Boeing’s MAX plane has been grounded worldwide since two fatal crashes in 2018 and 2019, which claimed the lives of 346 people. The European Union Aviation Safety Agency (EASA) is due to issue recertification next month, mirroring a recent decision by its US counterpart.

EASA executive Director Patrick Ky said on Sunday (20 December) that his agency is likely to give the green light in mid-January and insisted that EASA has “left no stone unturned” during its extensive review.

“We went further and reviewed all the flight controls, all the machinery of the aircraft,” Ky told the BBC. Aircraft software and wiring will have to be updated before they can return to service and pilots need to be retrained.

EASA actually broke with regulator standard operating procedure by launching its own review, as tradition dictates that the lead agency – in this case the FAA – should be trusted to carry out a review.

Given the scandal caused by the two crashes and the reported failures in the initial certification process, the EU’s regulator pledged to conduct its own inquest.

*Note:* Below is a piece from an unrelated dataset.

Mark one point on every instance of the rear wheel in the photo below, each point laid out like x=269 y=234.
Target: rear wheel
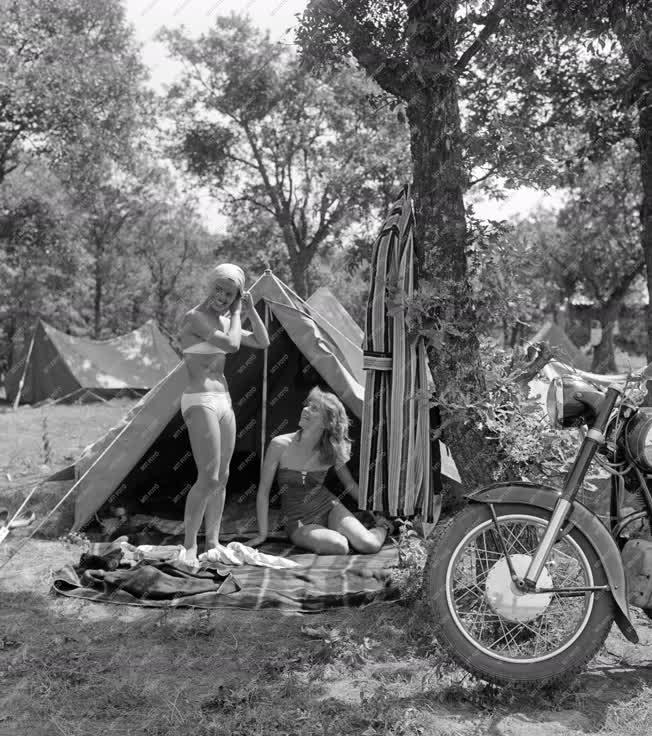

However, much of the work was still ultimately carried out by the FAA.

Ky told the BBC that the MAX scandal has prompted a rethink on the role a secondary regulator should play and that the extra scrutiny will not be a one-off. “We will perform our own safety assessment, which is going to be much more comprehensive than it used to be.”

But the forthcoming green light has prompted the families of the victims of the second crash, Ethiopian flight 302, to file a complaint with the regulator, accusing EASA of failing to carry out the in-depth inquiry that was promised.

“In your meeting with the ET302 families on 16 September, you told us that the 737 MAX would not be ungrounded in Europe until the two accidents were fully understood,” the comments insist.

“You committed to us that EASA would not rely on the FAA’s findings and would conduct its own in-depth technical investigations into the modified 737 MAX,” they add. The families also complain that the safety report will not be available until after the ungrounding.

“As of today, however, the airplane remains aerodynamically unstable and out of compliance with modern aircraft certification standards,” the comments allege.

Adrian Toole, whose daughter Joanna died in the crash, said: “I was relieved when the 737 MAX was grounded, and everything that we have heard since has only convinced me that the plane should never have been built in the first place.”

The FAA investigation concluded that the on-board software could mistakenly believe that the aircraft was about to stall – a knock-on effect of the larger engines fitted to the MAX – which then prompted it to push the nose of the plane downwards.

Some pilots were able to correct the plane’s mistake but in the case of Ethiopian 302 and Lion Air 610, they were not. The families’ complaint urges EASA to insist that Boeing completely redesign the plane to “meet modern safety standards”.

EASA told EURACTIV that the agency does not comment “at this stage of the process” and that the regulator will review and reply to comments as part of the standard feedback procedure.